Silkenweb Example: Hackernews Clone

Show HN: An interactive transformer “debugger” been working on in my free time

8 points by robkop 2 years ago | 4 comments

My focus has been shifting towards the ML alignment space recently, and in particular the ability to translate large transformer models into human understandable circuits and algorithms. This problem potentially isn't solvable, but it is one that some groups have had success with after large amounts of effort.

In attempting to address this issue, I've been developing Transpector. A tool scaling up and reducing the barrier to entry of techniques that these teams have been showing success with. Techniques aiming to understand the internal mechanics of the model. Currently this tool is focused on model activations but with more free time willing I'm planning to expend it into the gradient and weight spaces as well.
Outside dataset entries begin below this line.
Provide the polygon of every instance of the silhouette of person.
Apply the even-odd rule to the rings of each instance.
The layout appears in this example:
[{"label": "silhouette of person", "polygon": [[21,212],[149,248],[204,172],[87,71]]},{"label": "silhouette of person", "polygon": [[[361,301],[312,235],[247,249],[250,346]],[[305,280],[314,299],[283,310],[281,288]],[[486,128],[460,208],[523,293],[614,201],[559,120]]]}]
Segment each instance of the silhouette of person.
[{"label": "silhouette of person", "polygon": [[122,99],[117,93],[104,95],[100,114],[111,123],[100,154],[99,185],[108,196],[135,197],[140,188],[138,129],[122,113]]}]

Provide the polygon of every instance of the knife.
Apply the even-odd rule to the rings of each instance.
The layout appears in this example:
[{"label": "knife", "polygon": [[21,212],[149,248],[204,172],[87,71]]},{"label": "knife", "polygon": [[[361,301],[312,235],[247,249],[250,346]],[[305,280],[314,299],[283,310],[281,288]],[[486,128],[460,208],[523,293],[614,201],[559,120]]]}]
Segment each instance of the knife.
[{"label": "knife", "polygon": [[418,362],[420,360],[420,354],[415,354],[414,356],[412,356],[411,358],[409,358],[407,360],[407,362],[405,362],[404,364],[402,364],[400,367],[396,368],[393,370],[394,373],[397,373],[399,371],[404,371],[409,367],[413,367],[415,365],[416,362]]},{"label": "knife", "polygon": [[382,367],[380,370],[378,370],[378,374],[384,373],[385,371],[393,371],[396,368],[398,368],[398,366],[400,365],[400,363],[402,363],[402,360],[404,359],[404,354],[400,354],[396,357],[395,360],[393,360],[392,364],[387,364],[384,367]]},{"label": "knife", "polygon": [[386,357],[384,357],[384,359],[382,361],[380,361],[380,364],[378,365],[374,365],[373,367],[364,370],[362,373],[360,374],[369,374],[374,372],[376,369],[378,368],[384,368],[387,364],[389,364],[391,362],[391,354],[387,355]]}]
If you have some free time of your own, I encourage you to give it a try, I've found it's not only a bit of fun but its been a good way to help others build intuition of these models.

quickthrower2 2 years ago
hey, this looks pretty cool. I was about to start research into the tools you use to do stuff like find hyper parameters, debug the network and so on. Karpathy’s YT series aludes to the need to do such things but he hasn’t yet dug into that rabbit hole. I hope I get some time to try this out. But the visuals look great and make me think this would be worth trying out as a learning (as in me learning!) tool.
- robkop 2 years ago
  Appreciate the kind words, honestly Karpathy’s YT series is one of the best kickoff series I've ever seen. He has a certain ability to simplify complex problems and ideas that feels a bit Feynmanesque.
  And yes please do, and if you have any feedback I'd love to hear it! Half the motivation for this tool is trying to find a better way to build intuition for how these complex models actually function. I believe the best way to do this is by reducing iteration times as much as possible and by bringing models into worlds we understand. Spatially laying their components out and letting us toy with them, seeing what the impacts are and playing more. At the end of the day these models are so high dimensional it's just not possible to dig in and understand from the ground floor upwards, we need better ways to build intuition.
segmondy 2 years ago
Looks very neat. How do you use it? Looks like it's just to inspect a personal model and can't be applied to external models, is that right?
- robkop 2 years ago
  There's a task on my list to write a full tutorial using it to replicate some recent interpretability research (finding induction heads is up first). But even without a full tutorial, I've been surprised how quickly people have been able to pick up and understand it just by selecting a model and playing around.
  If you are interested there is this brilliant tutorial [1] by Callum McDougall for the Transformer Lens library. Going through its steps but completing them in Transpector would be a great way to learn it and build out intuition about transformers/ where research is today.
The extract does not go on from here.